De Telegraaf, 22/02/84

Jos van Noord

Parijs, woensdag

“Ik racistisch? Kletskoek, weer van die typisch Hollandse keukenmeidenpraat! Ik bén helemaal geen racist, nooit geweest en ook niet van plan het te worden.”

  Willem Frederik Hermans, nota bene getrouwd met een Surinaamse. Bestseller-auteur, door sommigen wel laatdunkend het Parijse Orakel genoemd, maar volgens zeer vele anderen een heer van stand, die met zijn ver reikende moker vanuit de Franse hoofdstad fel uithaalt en de Hollandse spijker dikwijls op zijn kop slaat.

  Nu weer venijnig aangevallen door de Federatie van Welzijnsorganisaties van Surinamers: “Een verklaard racist als de heer Hermans,” zo schreef deze federatie immers in een brief op poten aan de directie van het muziekcentrum in Utrecht; “hoort niet thuis in de Nacht van de Poëzie, die op 10 maart in het muziekcentrum wordt gehouden.”

  De federatie wil het optreden van Hermans tijdens de poëzie­nacht voorkomen: “Zijn verschijning op een dergelijke landelijke culturele manifestatie wordt door ons als beledigend ervaren.”

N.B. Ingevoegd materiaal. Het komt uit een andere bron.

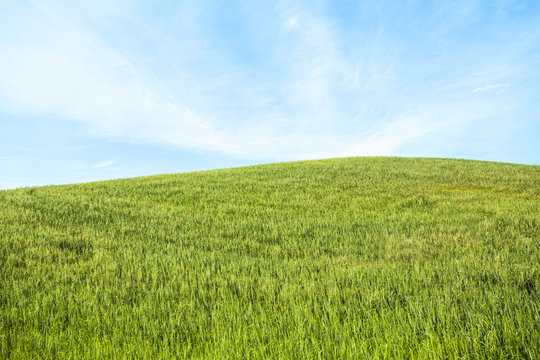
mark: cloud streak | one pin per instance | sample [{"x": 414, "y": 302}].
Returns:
[
  {"x": 301, "y": 86},
  {"x": 104, "y": 164}
]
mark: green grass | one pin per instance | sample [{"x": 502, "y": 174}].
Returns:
[{"x": 343, "y": 258}]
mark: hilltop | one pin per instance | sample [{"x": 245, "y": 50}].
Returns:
[{"x": 340, "y": 258}]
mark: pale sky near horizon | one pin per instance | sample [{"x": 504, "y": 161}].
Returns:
[{"x": 112, "y": 89}]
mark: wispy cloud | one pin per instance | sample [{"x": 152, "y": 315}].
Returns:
[
  {"x": 104, "y": 164},
  {"x": 489, "y": 87},
  {"x": 297, "y": 85}
]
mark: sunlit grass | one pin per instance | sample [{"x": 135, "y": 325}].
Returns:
[{"x": 343, "y": 258}]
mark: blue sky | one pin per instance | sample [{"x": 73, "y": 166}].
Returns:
[{"x": 109, "y": 89}]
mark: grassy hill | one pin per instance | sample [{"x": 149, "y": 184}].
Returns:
[{"x": 342, "y": 258}]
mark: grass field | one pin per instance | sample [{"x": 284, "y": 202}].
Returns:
[{"x": 344, "y": 258}]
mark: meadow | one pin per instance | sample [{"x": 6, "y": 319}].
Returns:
[{"x": 375, "y": 258}]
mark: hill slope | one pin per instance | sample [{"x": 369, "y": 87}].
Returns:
[{"x": 342, "y": 258}]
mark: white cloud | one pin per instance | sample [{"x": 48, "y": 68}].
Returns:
[
  {"x": 489, "y": 87},
  {"x": 105, "y": 164}
]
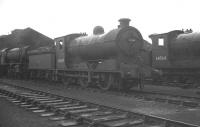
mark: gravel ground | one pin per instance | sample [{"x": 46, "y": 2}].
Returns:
[
  {"x": 170, "y": 111},
  {"x": 14, "y": 116},
  {"x": 172, "y": 90}
]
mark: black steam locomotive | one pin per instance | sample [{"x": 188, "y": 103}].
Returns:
[{"x": 118, "y": 59}]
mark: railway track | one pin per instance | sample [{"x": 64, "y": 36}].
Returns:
[
  {"x": 180, "y": 100},
  {"x": 70, "y": 112}
]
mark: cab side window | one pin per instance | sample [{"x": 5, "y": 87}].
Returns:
[
  {"x": 160, "y": 41},
  {"x": 60, "y": 44}
]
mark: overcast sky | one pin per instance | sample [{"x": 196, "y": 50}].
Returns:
[{"x": 56, "y": 18}]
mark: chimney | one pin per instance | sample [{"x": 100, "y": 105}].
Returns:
[{"x": 124, "y": 22}]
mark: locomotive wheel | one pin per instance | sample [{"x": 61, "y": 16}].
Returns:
[
  {"x": 84, "y": 82},
  {"x": 65, "y": 81},
  {"x": 107, "y": 83}
]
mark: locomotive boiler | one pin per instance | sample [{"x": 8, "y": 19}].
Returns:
[{"x": 125, "y": 40}]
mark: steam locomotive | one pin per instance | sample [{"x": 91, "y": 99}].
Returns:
[
  {"x": 177, "y": 54},
  {"x": 107, "y": 60},
  {"x": 118, "y": 59}
]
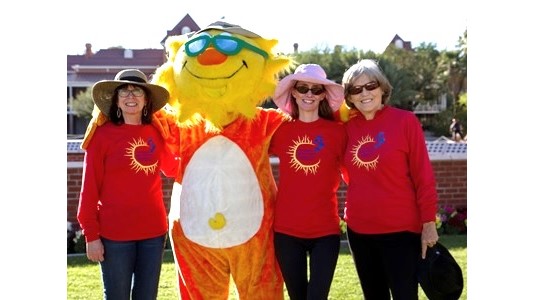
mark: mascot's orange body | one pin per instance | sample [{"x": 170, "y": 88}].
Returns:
[{"x": 222, "y": 201}]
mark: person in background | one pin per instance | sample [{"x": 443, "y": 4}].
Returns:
[
  {"x": 391, "y": 201},
  {"x": 456, "y": 130},
  {"x": 310, "y": 148},
  {"x": 121, "y": 209}
]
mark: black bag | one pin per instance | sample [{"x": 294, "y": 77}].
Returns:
[{"x": 439, "y": 275}]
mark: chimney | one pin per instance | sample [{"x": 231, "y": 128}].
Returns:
[{"x": 88, "y": 51}]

  Hermans, vanuit zijn Parijse woning: “De organisatie van de Poëzienacht zal die Surinaamse club antwoorden. Dat is geen racist ben, zoals iedereen trouwens allang weet. Maar ik weet het goed gemaakt, want het zal wel weer op z’n Hollands gaan: als er ongeregeldheden te verwachten zijn, dan ga ik gewoon niet, hè. Zo simpel is dat. Want ik heb helemaal geen zin in gedonder, geen trek in een wedstrijd, waarbij het er alleen om gaat wie er het hardste kan schreeuwen.”

  Hermans, die zich de laatste tijd weer vuig voelt aangevallen en wiens laatste essaybundel ‘Klaas kwam niet‘ zelfs in het avondblad, waarin hij regelmatig publiceert, de grond in werd gestampt, was voornemens om tijdens de Poëzienacht voor te dragen uit zijn bundel ‘Overgebleven gedichten‘.

  De Surinaamse organisatie zegt dat Hermans’ “negatieve opvattingen jegens de zwarte mens” alom bekend zijn; “getuige de vele beschouwingen die hij heeft gewijd aan het Zuid-Afrikaanse apartheidssysteem.”

Bovendien verwijzen de Surinamers naar Hermans’ geschrift ‘De laatste resten van tropisch Nederland‘, dat overigens al in 1969 werd gepubliceerd.

  “Het is weer typisch Nederlands allemaal. Langzamerhand komt in Holland de vrijheid van meningsuiting in het geding, de waarheid mag niet meer geschreven worden. Dáár moet men in Nederland eens over nadenken”, briest W.F. Hermans in Parijs.